Here are three terrifically strange paragraphs:
Whether all the secret-sourcing has contributed to a greater public understanding of the dynamics at play is debatable. But many agree it's been necessary.
"Anonymous sources are the crack cocaine of journalism," said Wendell Cochran, a journalism professor at American University and senior editor of the investigative reporting workshop.
"Probably at this juncture you can't cover a story like this without letting people be unidentified because you won't have anything," Cochran said. "But we have also gotten to a point where we have trained people that they don't have to be on the record."
"Many agree it's been necessary!" In this case, "many" is this one dude, Wendell Cochran, who doesn't actually argue the "necessity" of anonymous sources, as much as he notes that everyone has become inured to a set of lazy and terrible journalistic traditions that now hold sway over all political reporting. If a refusal to have anonymous sources means you don't get a story out of it, that sounds to me like an ideal situation! (Reporters can always find an unemployed person in America to talk to! Lots of stories to be had about life in America!)
But this piece gets weirder still:
"I can't recall any recent story so heavily reliant on anonymous sourcing. It's a matter of concern for every journalist in this building," said a White House reporter for a national newspaper chain.
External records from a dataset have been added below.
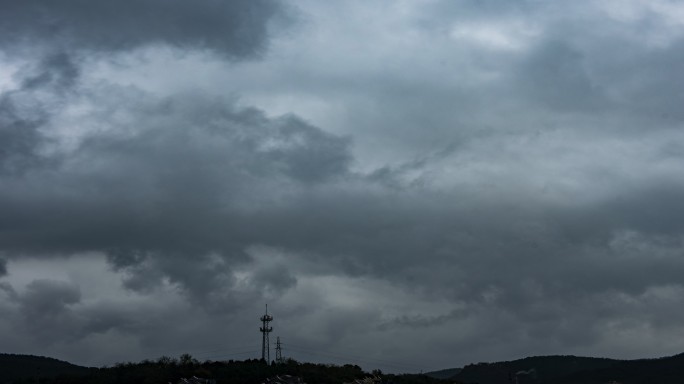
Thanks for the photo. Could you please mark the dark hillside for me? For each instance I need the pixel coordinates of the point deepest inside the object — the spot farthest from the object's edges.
(23, 367)
(533, 370)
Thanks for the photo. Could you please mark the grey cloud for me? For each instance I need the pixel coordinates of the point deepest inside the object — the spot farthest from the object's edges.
(523, 187)
(48, 298)
(230, 28)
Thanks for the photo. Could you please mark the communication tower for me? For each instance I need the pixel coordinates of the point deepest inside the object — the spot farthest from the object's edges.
(279, 351)
(265, 330)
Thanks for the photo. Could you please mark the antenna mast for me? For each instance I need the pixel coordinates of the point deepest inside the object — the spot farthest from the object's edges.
(279, 351)
(265, 330)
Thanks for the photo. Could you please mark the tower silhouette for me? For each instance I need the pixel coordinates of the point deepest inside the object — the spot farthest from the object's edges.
(265, 330)
(279, 351)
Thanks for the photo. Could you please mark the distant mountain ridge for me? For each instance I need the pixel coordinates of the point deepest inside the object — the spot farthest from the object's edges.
(574, 370)
(21, 367)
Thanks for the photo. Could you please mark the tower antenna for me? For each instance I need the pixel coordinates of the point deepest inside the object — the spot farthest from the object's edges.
(279, 352)
(265, 330)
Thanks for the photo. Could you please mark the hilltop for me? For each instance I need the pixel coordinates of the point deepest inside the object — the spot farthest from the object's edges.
(574, 370)
(28, 367)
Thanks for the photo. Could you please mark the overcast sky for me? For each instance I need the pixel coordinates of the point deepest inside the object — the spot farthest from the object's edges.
(409, 185)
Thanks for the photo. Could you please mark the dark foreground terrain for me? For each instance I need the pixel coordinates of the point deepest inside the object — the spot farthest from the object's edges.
(24, 369)
(575, 370)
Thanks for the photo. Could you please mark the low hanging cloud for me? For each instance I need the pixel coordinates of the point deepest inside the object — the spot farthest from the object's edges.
(234, 29)
(527, 200)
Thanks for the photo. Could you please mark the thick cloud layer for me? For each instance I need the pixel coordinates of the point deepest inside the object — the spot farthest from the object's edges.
(230, 28)
(451, 183)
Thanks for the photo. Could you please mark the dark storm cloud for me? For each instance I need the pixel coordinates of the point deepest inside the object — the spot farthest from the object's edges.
(230, 28)
(163, 198)
(531, 200)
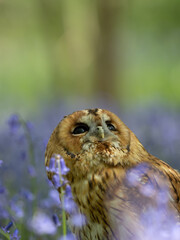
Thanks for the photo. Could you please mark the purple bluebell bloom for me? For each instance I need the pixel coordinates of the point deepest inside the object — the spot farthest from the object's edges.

Yes, you read that correctly. The story on anonymous sourcing is supported by a quote from an anonymous source. (This is actually old hat to Politico.) And what possible reason would a "White House reporter for a national newspaper chain" have to fear from being known as the person behind that statement? Is he/she worried that his/her journalism might become good as a result?
At any rate, I kind of love the fact that one of the named sources explained to Politico that "Anonymous sources are the crack cocaine of journalism." That's like telling a crack cocaine addict that crack cocaine is the crack cocaine of crack cocaine.